Obviously enough, other wizardly species native to Earth routinely don't use books, and receive Manual functions through other modalities. Whale-wizards hear the Sea "speak" or "sing" to them (DW), usually in their species's own idiom. Feline wizards hear what they refer to as "the Whispering", both spells and occasional commentary being assumed to come directly from Hrau'f the Silent, one of the Feline Powers That Be and daughter of Queen Iau. (TBONWM, OHMWS/TVTQ)

The Manual on Earth: technological implementations

Mainframe and desktop implementations of the Manual began to become available as soon as the machines themselves started to become widespread. In HW, Dairine discovers that her family's new computer is one of these. A covert section of the New York Public Library's catalog database, CATNYP, is another.

Straightforward laptop implementations of the Manual (unlike Spot, who started out as a desktop but has been upgraded several times) are now readily available, finally having come out of beta. (The Mac versions came out first. Let's not discuss the abandoned quadruple-beta of Vista; matters seem to have settled somewhat with the release of Windows 7, though some driver issues linger.)

Newer hardware-based implementations of the Manual include the wildly popular WizPod, and of course the new WizPad (even though app approvals remain quirky despite the intervention of the Powers that Be). An iPhone-based version continues in development, integration between the strictly wizardly functions and the many service providers continuing to present a challenge. 3G and 4G cellphone implementations are in various stages of beta release at the moment, the newly-rolled-out Android implementations proving surprisingly popular.

Manual-equivalents on other worlds

The ethical divide

Unbundled Manual functions ("spin-offs")

Spin-offs are more or less the reverse of plug-ins. A spin-off is a section of the Manual which has been "unbundled", ported into other media (usually electronic or telepathic), and made available to Speech-users who are not wizards. One example would be the Plane Gazetteer, which contains the Manual's excerpted real-time information on the location and orientation of various accessible alternate universes and dimensions, as well as more detailed information on the planets and habitable spaces contained within them. The "edition" contained in the spun-off version of the Gazetteer, however, is missing the information on such spaces' ethical constants and other paraphysical data. While it is wildly unlikely that a nonwizardly Speech-user could use that data to change the characteristics of a planet or space, the Powers That Be are apparently taking no chances.

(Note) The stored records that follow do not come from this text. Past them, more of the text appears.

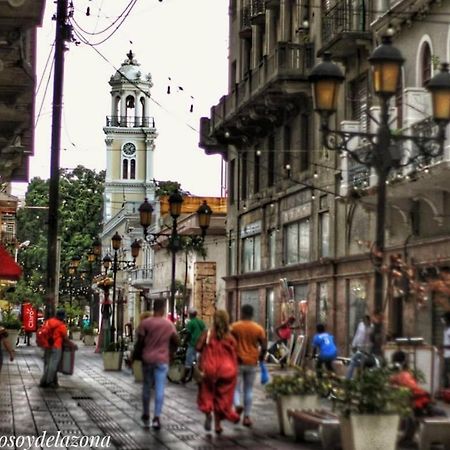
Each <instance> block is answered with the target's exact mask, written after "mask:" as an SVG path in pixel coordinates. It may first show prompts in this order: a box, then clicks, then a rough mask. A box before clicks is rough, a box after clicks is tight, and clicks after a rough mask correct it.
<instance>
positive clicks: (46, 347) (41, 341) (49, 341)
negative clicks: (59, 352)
mask: <svg viewBox="0 0 450 450" xmlns="http://www.w3.org/2000/svg"><path fill="white" fill-rule="evenodd" d="M55 329H56V327H51V326H50V324H49V323H48V321H47V322H45V323H44V325H42V327H41V328H39V329H38V330H37V332H36V344H37V345H38V346H39V347H42V348H52V347H53V344H54V343H55V340H54V338H53V333H54V331H55Z"/></svg>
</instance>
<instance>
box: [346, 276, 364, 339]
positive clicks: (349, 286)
mask: <svg viewBox="0 0 450 450" xmlns="http://www.w3.org/2000/svg"><path fill="white" fill-rule="evenodd" d="M347 283H348V284H347V291H348V294H347V298H348V344H349V345H351V342H352V340H353V336H354V335H355V332H356V328H357V326H358V323H359V322H360V321H361V320H362V319H363V318H364V316H365V315H366V314H367V282H366V280H364V279H353V280H348V282H347Z"/></svg>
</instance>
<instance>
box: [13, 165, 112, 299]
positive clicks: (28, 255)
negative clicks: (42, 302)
mask: <svg viewBox="0 0 450 450" xmlns="http://www.w3.org/2000/svg"><path fill="white" fill-rule="evenodd" d="M104 180H105V172H104V171H101V172H98V173H97V172H96V171H93V170H91V169H87V168H85V167H83V166H78V167H76V168H75V169H72V170H67V169H61V171H60V195H59V209H58V236H59V238H60V242H61V256H60V274H61V275H60V297H61V299H62V300H64V299H65V297H67V294H68V293H67V287H68V286H69V284H70V285H71V286H73V283H70V282H71V281H73V280H70V277H71V276H72V275H73V274H72V275H71V274H69V265H70V262H71V260H72V258H73V257H76V256H79V257H82V259H81V261H80V266H79V268H78V271H77V274H79V275H80V277H79V280H80V282H79V283H78V284H77V286H79V287H80V286H82V285H83V284H84V285H85V286H88V283H89V281H90V280H89V279H88V278H87V277H86V276H84V277H83V274H86V273H87V272H88V271H90V270H91V267H90V266H89V263H88V262H87V259H86V254H87V252H88V251H89V249H90V248H91V245H92V242H93V240H94V239H95V237H96V236H98V234H99V232H100V231H101V226H102V210H103V189H104V188H103V185H104ZM48 197H49V180H43V179H41V178H38V177H36V178H33V179H32V180H31V181H30V183H29V185H28V190H27V193H26V195H25V207H24V208H21V209H19V211H18V213H17V239H18V242H24V241H30V243H29V245H28V246H27V247H24V248H23V249H21V250H20V251H19V253H18V260H19V263H20V264H21V266H22V268H23V277H22V279H21V280H20V281H19V282H18V284H17V286H16V290H15V292H13V293H10V294H9V296H8V298H9V299H10V300H11V301H15V302H20V301H22V300H23V299H25V298H27V299H29V300H30V301H32V302H33V303H35V304H36V303H37V304H39V303H40V301H42V299H43V296H44V293H45V284H46V265H47V218H48ZM83 278H84V279H83ZM85 291H86V292H87V289H86V290H85ZM83 292H84V291H83V289H80V290H79V292H78V293H79V294H80V295H84V294H83Z"/></svg>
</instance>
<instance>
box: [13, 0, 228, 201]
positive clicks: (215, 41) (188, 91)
mask: <svg viewBox="0 0 450 450" xmlns="http://www.w3.org/2000/svg"><path fill="white" fill-rule="evenodd" d="M73 3H74V6H75V14H74V20H75V21H76V23H77V24H78V25H79V26H80V27H81V28H82V29H83V30H85V31H88V32H91V33H92V32H96V31H97V32H99V31H101V30H103V29H104V28H106V27H107V26H108V25H110V24H111V23H112V21H113V20H114V19H115V18H116V17H117V15H118V14H119V13H120V12H122V11H123V10H124V9H125V8H126V6H127V5H128V4H129V3H130V0H73ZM46 4H47V5H46V10H45V18H44V23H43V26H42V28H41V29H39V31H38V33H39V34H38V77H37V79H38V84H39V82H40V81H41V78H42V82H41V86H40V89H39V91H38V96H37V98H36V119H37V120H38V123H37V127H36V130H35V155H34V157H32V158H30V179H31V178H33V177H34V176H39V177H41V178H44V179H47V178H49V176H50V148H51V120H52V107H51V104H52V96H53V93H52V91H53V72H52V74H51V78H50V81H49V84H48V88H47V92H46V94H45V99H44V102H43V100H42V99H43V95H44V91H45V90H46V84H47V82H48V79H49V67H50V63H49V64H48V67H47V69H46V70H45V72H44V67H45V64H46V61H47V58H48V57H49V54H50V49H51V46H52V44H53V41H54V38H55V22H54V21H52V20H51V17H52V16H53V15H54V14H56V5H55V4H54V2H53V1H51V0H48V1H47V2H46ZM88 6H89V8H90V16H86V9H87V7H88ZM114 28H115V27H114ZM114 28H112V29H111V30H109V32H107V33H103V34H101V35H99V36H89V35H87V34H85V37H87V38H88V39H89V40H90V42H91V43H96V42H99V41H101V40H103V39H104V38H106V37H107V36H108V35H109V34H111V32H112V31H113V30H114ZM130 41H131V42H132V43H130ZM68 47H69V51H67V52H66V53H65V71H64V72H65V77H64V98H63V104H64V107H63V118H62V132H61V156H60V157H61V164H60V165H61V167H65V168H73V167H76V166H77V165H78V164H81V165H84V166H86V167H88V168H90V169H95V170H97V171H98V170H102V169H105V168H106V145H105V142H104V138H105V135H104V133H103V126H104V125H105V118H106V116H107V115H110V114H111V112H110V109H111V106H110V104H111V102H110V86H109V84H108V81H109V79H110V77H111V75H113V74H114V73H115V71H116V69H117V68H119V67H120V65H121V63H122V62H123V61H124V60H125V58H126V53H127V52H128V51H129V50H130V49H131V50H133V53H135V55H136V59H137V61H138V62H139V63H140V64H141V69H142V72H143V73H151V75H152V78H153V84H154V86H153V88H152V90H151V93H152V98H153V99H154V100H155V101H156V102H157V103H158V104H160V105H161V107H160V106H158V104H156V103H155V102H150V106H151V108H152V109H151V111H150V113H149V115H151V116H153V117H155V122H156V129H157V132H158V137H157V139H156V150H155V159H154V163H155V168H154V176H155V178H156V179H157V180H172V181H178V182H180V183H181V186H182V188H183V189H185V190H187V191H190V192H191V193H192V194H193V195H202V196H207V195H210V196H219V195H220V183H221V181H220V173H221V172H220V166H221V158H220V157H219V156H217V155H213V156H207V155H205V153H204V151H203V150H202V149H200V148H199V147H198V141H199V134H198V130H199V119H200V117H202V116H208V117H209V112H210V107H211V106H212V105H215V104H217V103H218V101H219V99H220V97H221V96H222V95H224V94H225V93H226V91H227V73H228V69H227V55H228V0H163V1H161V2H160V1H158V0H138V1H137V3H136V5H135V7H134V8H133V10H132V11H131V13H130V14H129V16H128V17H127V18H126V19H125V21H124V23H123V25H122V26H121V27H120V28H119V29H118V30H117V31H116V32H115V33H114V34H113V36H112V37H110V38H109V39H108V40H107V41H106V42H105V43H103V44H101V45H98V46H96V47H94V48H92V47H90V46H88V45H86V44H80V45H78V46H76V45H75V44H74V43H71V44H69V45H68ZM96 50H97V51H98V52H97V51H96ZM99 53H100V54H101V55H103V56H104V58H105V59H103V57H102V56H101V55H100V54H99ZM43 72H44V73H43ZM169 77H170V78H171V82H170V81H169V79H168V78H169ZM169 83H170V84H171V94H170V95H168V94H167V86H168V84H169ZM178 86H181V87H182V88H183V90H179V89H178ZM191 96H192V97H193V100H192V99H191ZM191 103H193V105H194V112H193V113H190V112H189V107H190V105H191ZM41 108H42V110H41ZM40 110H41V112H40ZM39 113H40V114H39ZM38 116H39V117H38ZM194 130H195V131H194ZM25 191H26V183H14V184H13V192H12V193H13V194H14V195H21V194H23V193H24V192H25Z"/></svg>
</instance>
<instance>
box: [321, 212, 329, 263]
mask: <svg viewBox="0 0 450 450" xmlns="http://www.w3.org/2000/svg"><path fill="white" fill-rule="evenodd" d="M319 256H320V257H322V258H327V257H328V256H330V213H329V212H328V211H324V212H321V213H320V214H319Z"/></svg>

There is also a more limited type of spin-off, sometimes referred to as a "Secondary spin" or "double unbundle", in which the data in a spun-off resource like the Gazetteer, or some other portion of the Manual, is made available in a local or vernacular language, not the Speech. Typical of a secondary spin would be the English-language text precís describing the wizards about to come for a visit in WH that Dairine makes available for her dad to read.

Disposition

On a wizard's demise, if there exists a concrete version of the information -- like the book form of the Manual on Earth -- it normally vanishes. This is sometimes itself taken as evidence that the wizard in question has moved on to a different plane of existence...though, lacking other evidence, such a vanishing could possibly be misconstrued.